N/A. This mechanism signals anticipated overload, not actual
overload. However the signals in this mechanism are not used for any
other purpose.
REQ 7: The mechanism shall provide a way for an element to
throttle the amount of traffic it receives from an upstream
element. This throttling shall be graded so that it is not all-
or-nothing as with the current 503 mechanism. This recognizes the
fact that "overload" is not a binary state and that there are
degrees of overload.
Yes. This event package allows rate/loss/window-based overload
control options as discussed in Section 7.4.
REQ 8: The mechanism shall ensure that, when a request was not
processed successfully due to overload (or failure) of a
downstream element, the request will not be retried on another
element that is also overloaded or whose status is unknown. This
requirement derives from REQ 1.
N/A to the load control event package mechanism itself.
REQ 9: That a request has been rejected from an overloaded element
shall not unduly restrict the ability of that request to be
submitted to and processed by an element that is not overloaded.
This requirement derives from REQ 1.
Yes. For example, load filtering policy [Section 5.1] allows the
inclusion of alternative forwarding destinations for rejected
requests.
REQ 10: The mechanism should support servers that receive requests
from a large number of different upstream elements, where the set
of upstream elements is not enumerable.
No. Because this mechanism requires advance configuration of
specifically identified neighbors, it does not support environments
where the number and identity of the upstream neighbors are not known
in advance. In order to satisfy Req 10, it should be used in
conjunction with other mechanisms.
REQ 11: The mechanism should support servers that receive requests
from a finite set of upstream elements, where the set of upstream
elements is enumerable.
Yes. See also answer to REQ 10.
Shen, et al. Expires July 5, 2013 [Page 32]
Internet-Draft SIP Load Control Event Package January 2013
REQ 12: The mechanism should work between servers in different
domains.
Yes. The load control event package mechanism is not limited by
domain boundaries. However, it is likely more applicable in intra-
domain scenarios than in inter-domain scenarios due to security and
other concerns (See also Section 5.4).
REQ 13: The mechanism must not dictate a specific algorithm for
prioritizing the processing of work within a proxy during times of
overload.
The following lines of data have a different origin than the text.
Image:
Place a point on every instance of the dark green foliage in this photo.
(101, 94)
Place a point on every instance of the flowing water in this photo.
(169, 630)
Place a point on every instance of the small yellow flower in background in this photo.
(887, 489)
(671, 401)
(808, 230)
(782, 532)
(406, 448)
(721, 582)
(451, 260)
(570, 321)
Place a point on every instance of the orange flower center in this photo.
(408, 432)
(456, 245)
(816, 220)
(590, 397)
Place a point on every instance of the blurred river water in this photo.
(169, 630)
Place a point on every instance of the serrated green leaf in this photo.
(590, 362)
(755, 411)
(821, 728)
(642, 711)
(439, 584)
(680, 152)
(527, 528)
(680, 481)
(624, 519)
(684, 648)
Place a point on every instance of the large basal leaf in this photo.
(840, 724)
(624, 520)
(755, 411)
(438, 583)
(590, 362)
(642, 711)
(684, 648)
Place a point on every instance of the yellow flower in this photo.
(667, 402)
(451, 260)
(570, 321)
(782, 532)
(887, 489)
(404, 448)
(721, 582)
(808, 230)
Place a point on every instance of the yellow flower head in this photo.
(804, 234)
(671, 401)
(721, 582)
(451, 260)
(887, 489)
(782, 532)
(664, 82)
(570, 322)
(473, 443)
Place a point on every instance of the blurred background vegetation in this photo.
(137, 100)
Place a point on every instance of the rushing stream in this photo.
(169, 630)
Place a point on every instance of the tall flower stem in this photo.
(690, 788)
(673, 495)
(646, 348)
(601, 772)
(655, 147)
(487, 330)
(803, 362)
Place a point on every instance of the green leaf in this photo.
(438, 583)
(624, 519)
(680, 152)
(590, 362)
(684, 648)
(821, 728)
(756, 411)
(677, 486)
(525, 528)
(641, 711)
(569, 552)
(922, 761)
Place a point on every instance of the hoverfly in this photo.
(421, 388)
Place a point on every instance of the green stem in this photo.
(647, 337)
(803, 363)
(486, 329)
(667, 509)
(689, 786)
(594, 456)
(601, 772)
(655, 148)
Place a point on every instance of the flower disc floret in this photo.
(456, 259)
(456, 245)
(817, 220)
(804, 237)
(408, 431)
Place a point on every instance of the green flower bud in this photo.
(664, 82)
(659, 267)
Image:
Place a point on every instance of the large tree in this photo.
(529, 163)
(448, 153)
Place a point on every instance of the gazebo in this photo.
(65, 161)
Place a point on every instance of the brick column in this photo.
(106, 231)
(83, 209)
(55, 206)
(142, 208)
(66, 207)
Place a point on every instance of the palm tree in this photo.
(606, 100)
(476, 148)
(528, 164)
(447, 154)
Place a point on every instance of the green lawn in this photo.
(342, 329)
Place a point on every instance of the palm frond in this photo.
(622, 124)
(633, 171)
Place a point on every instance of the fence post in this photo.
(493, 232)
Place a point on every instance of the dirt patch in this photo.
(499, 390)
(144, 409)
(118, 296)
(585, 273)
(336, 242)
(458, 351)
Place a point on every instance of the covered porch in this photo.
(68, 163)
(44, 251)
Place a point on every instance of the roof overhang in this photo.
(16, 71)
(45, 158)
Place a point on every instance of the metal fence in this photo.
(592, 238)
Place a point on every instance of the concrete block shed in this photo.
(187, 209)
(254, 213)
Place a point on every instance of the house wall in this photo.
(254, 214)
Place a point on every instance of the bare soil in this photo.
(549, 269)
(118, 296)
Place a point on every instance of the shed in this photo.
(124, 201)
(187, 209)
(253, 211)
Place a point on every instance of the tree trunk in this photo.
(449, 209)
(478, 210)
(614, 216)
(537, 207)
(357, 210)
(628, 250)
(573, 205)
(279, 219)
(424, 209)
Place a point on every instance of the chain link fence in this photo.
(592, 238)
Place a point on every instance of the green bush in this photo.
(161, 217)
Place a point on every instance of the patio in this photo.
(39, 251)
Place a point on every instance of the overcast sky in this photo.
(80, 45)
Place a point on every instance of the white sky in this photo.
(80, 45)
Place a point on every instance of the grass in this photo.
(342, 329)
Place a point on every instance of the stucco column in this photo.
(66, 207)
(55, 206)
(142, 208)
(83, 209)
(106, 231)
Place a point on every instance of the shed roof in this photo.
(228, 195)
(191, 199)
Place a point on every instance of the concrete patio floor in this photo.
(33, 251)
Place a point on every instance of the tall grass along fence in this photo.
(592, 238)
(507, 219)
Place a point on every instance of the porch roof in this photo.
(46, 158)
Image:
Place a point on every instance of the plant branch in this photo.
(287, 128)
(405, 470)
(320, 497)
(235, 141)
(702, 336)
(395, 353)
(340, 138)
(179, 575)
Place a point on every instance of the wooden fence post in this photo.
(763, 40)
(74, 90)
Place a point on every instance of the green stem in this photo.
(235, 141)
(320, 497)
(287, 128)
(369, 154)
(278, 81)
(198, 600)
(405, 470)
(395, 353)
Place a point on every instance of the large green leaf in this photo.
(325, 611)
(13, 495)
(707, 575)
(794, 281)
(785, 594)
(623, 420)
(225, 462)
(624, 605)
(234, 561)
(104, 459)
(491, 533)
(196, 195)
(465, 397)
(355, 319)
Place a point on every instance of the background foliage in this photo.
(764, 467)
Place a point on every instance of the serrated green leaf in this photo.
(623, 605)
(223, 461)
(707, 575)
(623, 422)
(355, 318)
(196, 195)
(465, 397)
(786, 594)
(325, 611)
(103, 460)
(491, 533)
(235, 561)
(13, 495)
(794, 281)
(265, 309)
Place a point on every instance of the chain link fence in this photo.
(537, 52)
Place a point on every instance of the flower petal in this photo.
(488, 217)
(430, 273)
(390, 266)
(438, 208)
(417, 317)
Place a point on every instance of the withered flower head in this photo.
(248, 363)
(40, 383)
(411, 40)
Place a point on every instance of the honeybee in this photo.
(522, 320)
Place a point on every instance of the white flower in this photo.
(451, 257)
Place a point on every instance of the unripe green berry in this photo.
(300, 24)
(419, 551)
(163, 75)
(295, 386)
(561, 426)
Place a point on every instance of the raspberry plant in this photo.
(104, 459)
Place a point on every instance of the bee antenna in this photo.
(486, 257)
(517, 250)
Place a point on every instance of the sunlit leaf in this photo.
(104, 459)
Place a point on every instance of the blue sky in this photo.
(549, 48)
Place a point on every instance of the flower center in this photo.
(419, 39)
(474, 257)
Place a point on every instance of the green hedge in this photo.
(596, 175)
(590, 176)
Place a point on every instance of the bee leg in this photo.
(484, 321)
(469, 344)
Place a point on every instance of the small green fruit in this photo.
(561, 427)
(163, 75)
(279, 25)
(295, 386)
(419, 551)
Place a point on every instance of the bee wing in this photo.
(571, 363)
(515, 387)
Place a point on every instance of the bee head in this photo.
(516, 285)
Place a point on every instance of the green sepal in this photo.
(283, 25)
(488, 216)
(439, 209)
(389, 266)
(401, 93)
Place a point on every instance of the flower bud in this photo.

It must permit a proxy to prioritize requests based on
any local policy, so that certain ones (such as a call for
emergency services or a call with a specific value of the
Resource-Priority header field [RFC4412]) are given preferential
treatment, such as not being dropped, being given additional
retransmission, or being processed ahead of others.
P/A. This mechanism does not specifically address the prioritizing of
work during times of overload. But it does not preclude any
particular local policy.
REQ 14: The mechanism should provide unambiguous directions to
clients on when they should retry a request and when they should
not. This especially applies to TCP connection establishment and
SIP registrations, in order to mitigate against avalanche restart.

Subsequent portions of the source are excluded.